Engage all perspectives

Be a good team player! To bring life to your designs you’ll need an equally talented development team. Play nice with them, buy them candies every once in a while. Show up at random times and ask them how they’re doing!

Believe it or not, other team members think about design too. Listen to them, and don’t react like a diva when they give you design solutions. UX is a flippin’ coop game, play fair and play nice. Don’t forget to let go of your mega artsy ego.

Everything has to have a reason

Good! Now you know that asking “Why?” helps you understand the problem. When it comes to the execution, always have a reason for why a certain design looks or works the way it does. Whatever you feel about the design is irrelevant as long as you solve the bigger picture for your target audience.

UX is not a feeling discipline. You can’t add color just because it feels good to you. Chances are it might feel bad for 80% of your audience. Whatever you do back it up with data and research. This is not a feelings game. This kinda reminds me…Always do research! The first step in solving a problem is understanding there is one.

Sketch first, add color later

picture by Anthony Lagoon. Check out his work.

Your awesome graphics “designer”, we get it! But you’re not useful to anyone if it takes 3 days to come up with a solution for a problem. Sketch first to explore various ideas to fail fast and succeed sooner.

Test & Learn

You always have to test! You can not do your job without testing, that’s just the way things are. Your goal is to create useful designs / usable solutions whatever you want to call it. You can’t do that by imagining how things can, could or will work. You got to get down in the trenches and start doing usability testing. Talk with users, give them a certain task to validate that whatever you did is usable by your audience.
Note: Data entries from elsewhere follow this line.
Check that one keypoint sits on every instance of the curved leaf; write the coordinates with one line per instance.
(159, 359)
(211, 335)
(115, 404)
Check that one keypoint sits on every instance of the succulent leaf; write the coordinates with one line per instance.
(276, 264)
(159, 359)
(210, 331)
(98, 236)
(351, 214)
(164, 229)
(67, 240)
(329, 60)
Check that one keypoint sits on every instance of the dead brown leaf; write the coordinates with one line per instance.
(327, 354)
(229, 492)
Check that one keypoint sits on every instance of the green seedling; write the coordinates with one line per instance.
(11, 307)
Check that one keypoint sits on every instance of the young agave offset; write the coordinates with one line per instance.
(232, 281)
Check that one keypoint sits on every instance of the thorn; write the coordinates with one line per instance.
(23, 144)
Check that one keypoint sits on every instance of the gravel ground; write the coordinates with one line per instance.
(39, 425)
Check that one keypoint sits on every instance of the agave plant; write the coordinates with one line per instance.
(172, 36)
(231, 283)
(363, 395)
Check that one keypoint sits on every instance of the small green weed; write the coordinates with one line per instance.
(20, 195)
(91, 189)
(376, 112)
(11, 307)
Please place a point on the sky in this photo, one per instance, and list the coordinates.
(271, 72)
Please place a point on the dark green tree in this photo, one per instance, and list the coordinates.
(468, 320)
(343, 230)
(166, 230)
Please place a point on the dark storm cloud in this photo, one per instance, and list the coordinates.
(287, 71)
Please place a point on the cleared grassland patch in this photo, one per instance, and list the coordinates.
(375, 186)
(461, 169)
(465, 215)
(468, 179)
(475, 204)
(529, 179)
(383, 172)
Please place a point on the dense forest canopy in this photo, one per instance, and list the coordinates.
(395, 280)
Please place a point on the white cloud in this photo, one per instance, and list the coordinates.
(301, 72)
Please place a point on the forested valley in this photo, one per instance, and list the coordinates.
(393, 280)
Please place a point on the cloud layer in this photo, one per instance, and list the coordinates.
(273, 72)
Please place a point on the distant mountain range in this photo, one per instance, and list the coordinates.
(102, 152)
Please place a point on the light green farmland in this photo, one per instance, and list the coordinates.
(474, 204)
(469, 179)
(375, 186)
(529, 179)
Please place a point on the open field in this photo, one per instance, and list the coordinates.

Just the way you did research with multiple people in parallel, multiple team members can also do the testing with several users. Going into each test, you should have a plan of what you are testing and how you know if that is successful or notWhatever the result is, we should end the phase with a plan for moving forward.

Ditch the expert act

You might want to pull the good old expert act and tell people how much of a big deal you are. That you know everything there is to know about color, typography, form and how to make a sexy app. Just don’t! It just shows that you’re not willing to listen to anyone and that everyone should listen to you because of reasons. The sooner you realize that every opinion is an extra option the better.

This being said, go out and be an awesome UX Designer!